Жвачка у Лео имеется. В огромных количествах. По его словам, когда жуешь, меньше укачивает. Он достает купленные нами два больших пакета и угощает всю компанию, что заставляет его спутников на мгновение умолкнуть.
Пока мы жуем, я раздумываю над словами отца и должен признать, что он кое в чем прав. Он действительно происходил из хорошей семьи, знавшей толк в этикете. У них не говорили о таком, что могло восприниматься как неприятное или щекотливое. Вероятно, отчасти поэтому мы так мало знаем об их прошлом. Нам ведь даже неизвестно, как дедушке удалось перебраться в Швецию.
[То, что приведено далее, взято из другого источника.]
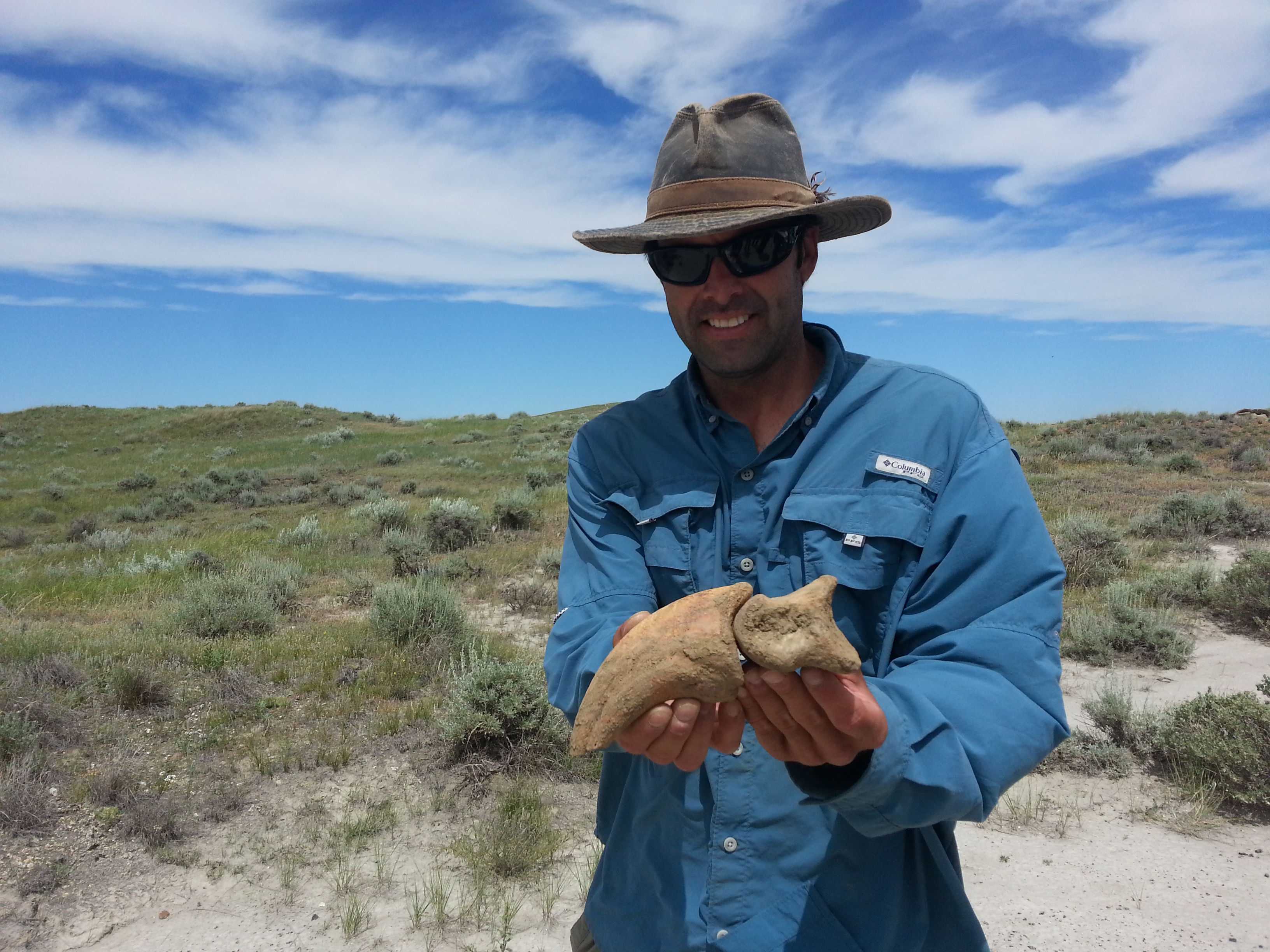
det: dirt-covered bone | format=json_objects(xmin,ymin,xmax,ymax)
[
  {"xmin": 569, "ymin": 581, "xmax": 754, "ymax": 756},
  {"xmin": 733, "ymin": 575, "xmax": 860, "ymax": 674}
]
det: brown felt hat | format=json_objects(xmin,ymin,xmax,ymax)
[{"xmin": 573, "ymin": 93, "xmax": 890, "ymax": 254}]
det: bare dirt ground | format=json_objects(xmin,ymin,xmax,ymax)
[{"xmin": 0, "ymin": 608, "xmax": 1270, "ymax": 952}]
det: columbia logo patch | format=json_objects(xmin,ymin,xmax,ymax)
[{"xmin": 874, "ymin": 453, "xmax": 931, "ymax": 485}]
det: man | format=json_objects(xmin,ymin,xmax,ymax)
[{"xmin": 546, "ymin": 95, "xmax": 1067, "ymax": 952}]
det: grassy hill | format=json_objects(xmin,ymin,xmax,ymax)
[{"xmin": 0, "ymin": 401, "xmax": 1270, "ymax": 934}]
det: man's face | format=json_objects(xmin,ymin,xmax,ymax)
[{"xmin": 662, "ymin": 223, "xmax": 818, "ymax": 378}]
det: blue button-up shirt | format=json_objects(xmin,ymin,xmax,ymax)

Пытаясь разузнать побольше, я перед поездкой обзвонил нескольких его старых знакомых. Но оказалось, что они тоже ничего не знают о его прошлом. Дедушка просто–напросто об этом не говорил. А если что‑то и говорил, сказала одна из женщин, с которыми я связывался, то она позабыла. – Понимаешь, это было так давно, – сказала она. – Больше семидесяти лет назад. Когда мы еще были молодыми.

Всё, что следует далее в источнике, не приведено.